Paul Newman’s daughter, Clea, says that her father’s memoir, The Extraordinary Life of an Ordinary Man is just a snapshot in time. His daughter, Melissa, says it’s part confessional, part self-analysis. From 1986 to 1991, he worked with his friend and collaborator Stewart Stein. Stein interviewed Newman and others, asking them to be honest in their comments. Although the project was dropped, the book was put together just about in chronological order to allow Paul Newman to relate his own story. Melissa’s note says the overriding theme is “insecurity”. I found the book sad. It’s just sad that a man who brought so much joy to others through his work never felt comfortable with that work or his own place in the world.

Newman traces it back to his childhood in Shaker Heights, Ohio. Yes, he grew up in the wealthiest suburb of Cleveland, but, his mother, Tress, was an insecure immigrant, a divorcee who married Newman’s father, Arthur, despite his family’s wishes, and after she gave birth to Paul’s older brother. His parents fought, and his father died at fifty-six, a secret alcoholic. Although Tress lived a long life, there were years that Paul did not talk to his mother, blaming her for his lack of feeling and his insecurity. However, he admits his lack of height, and the fact that he was half Jewish in Shaker Heights didn’t provide additional security.

He recounts his drinking, his time in the Navy in World War II, and additional drinking when he attended Kenyon College in Ohio. Or, at least he acted in plays at Kenyon College, although he has little to say about classes or education. But, he dives deep into his first marriage to Jackie Witte, a young woman at the summer playhouse where he performed and worked after college. He admits neither of them were prepared for adulthood, for marriage and then the responsibilities of parenthood. On what seemed to be a whim, he enrolled in Yale School of Drama, uprooting his small family, moving to New Haven before he left for New York City, and eventually the Actors Studio.

Newman is honest about his attraction to Joanne Woodward, and his five year affair with her while still married to Jackie. By the time they divorced, they had three children. Newman and Woodward married as soon as they could after the divorce. But, before he delves into stories of his career, Newman talks about his first marriage, and its failure, and his feelings about his children, that he just didn’t know how to relate to them. One chapter deals with Scott and his death, without providing details.

While the rest of the book deals with his acting career, his passion for auto racing, his philanthropy, he doesn’t hide his drinking problems. That hangs over the entire book. Friends, both of Paul Newman’s wives, and other show business professionals comment throughout the book on different aspects of Newman’s life and career.

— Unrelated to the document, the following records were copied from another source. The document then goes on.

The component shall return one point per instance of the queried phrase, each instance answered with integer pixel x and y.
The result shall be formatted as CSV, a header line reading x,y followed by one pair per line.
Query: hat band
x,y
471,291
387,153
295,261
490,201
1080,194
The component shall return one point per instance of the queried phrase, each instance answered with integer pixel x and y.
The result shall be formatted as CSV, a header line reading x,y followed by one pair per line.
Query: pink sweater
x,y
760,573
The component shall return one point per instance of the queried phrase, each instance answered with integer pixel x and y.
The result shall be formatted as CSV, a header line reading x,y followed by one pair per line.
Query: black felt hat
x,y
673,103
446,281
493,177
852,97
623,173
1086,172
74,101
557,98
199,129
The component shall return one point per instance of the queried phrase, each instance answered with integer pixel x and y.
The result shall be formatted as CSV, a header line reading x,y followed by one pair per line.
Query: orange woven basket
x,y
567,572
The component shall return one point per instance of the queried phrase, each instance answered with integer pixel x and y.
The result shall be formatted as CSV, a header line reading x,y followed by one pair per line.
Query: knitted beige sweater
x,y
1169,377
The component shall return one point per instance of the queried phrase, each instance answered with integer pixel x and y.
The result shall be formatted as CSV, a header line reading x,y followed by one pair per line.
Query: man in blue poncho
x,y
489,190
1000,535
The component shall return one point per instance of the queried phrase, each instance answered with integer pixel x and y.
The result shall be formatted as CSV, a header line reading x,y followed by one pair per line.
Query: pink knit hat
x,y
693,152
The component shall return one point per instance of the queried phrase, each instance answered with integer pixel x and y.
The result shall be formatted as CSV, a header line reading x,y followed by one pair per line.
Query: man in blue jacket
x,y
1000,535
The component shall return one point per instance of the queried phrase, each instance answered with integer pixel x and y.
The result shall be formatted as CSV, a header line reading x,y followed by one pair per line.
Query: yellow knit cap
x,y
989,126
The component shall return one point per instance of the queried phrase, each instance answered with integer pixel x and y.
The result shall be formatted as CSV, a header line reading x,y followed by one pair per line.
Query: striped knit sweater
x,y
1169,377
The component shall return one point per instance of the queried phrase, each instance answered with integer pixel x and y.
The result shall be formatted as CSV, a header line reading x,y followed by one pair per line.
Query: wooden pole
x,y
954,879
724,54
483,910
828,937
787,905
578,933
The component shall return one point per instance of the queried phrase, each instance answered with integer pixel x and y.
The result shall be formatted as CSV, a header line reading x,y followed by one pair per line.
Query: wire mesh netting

How do you review a memoir? A friend told me to comment on the honesty, the truth as known. How does the author handle that? Paul Newman isn’t around to address this book. His daughter says it’s just a snapshot. But, I find the cover so appropriate. I think Paul Newman hid his true self from most of the world, and felt as if he never revealed it even to his children. The Extraordinary Life of an Ordinary Man is just sad.

The Extraordinary Life of an Ordinary Man: A Memoir by Paul Newman. Knopf, 2022. ISBN 9780593534502 (hardcover), 320p.


FTC Full Disclosure – I bought a copy of the book.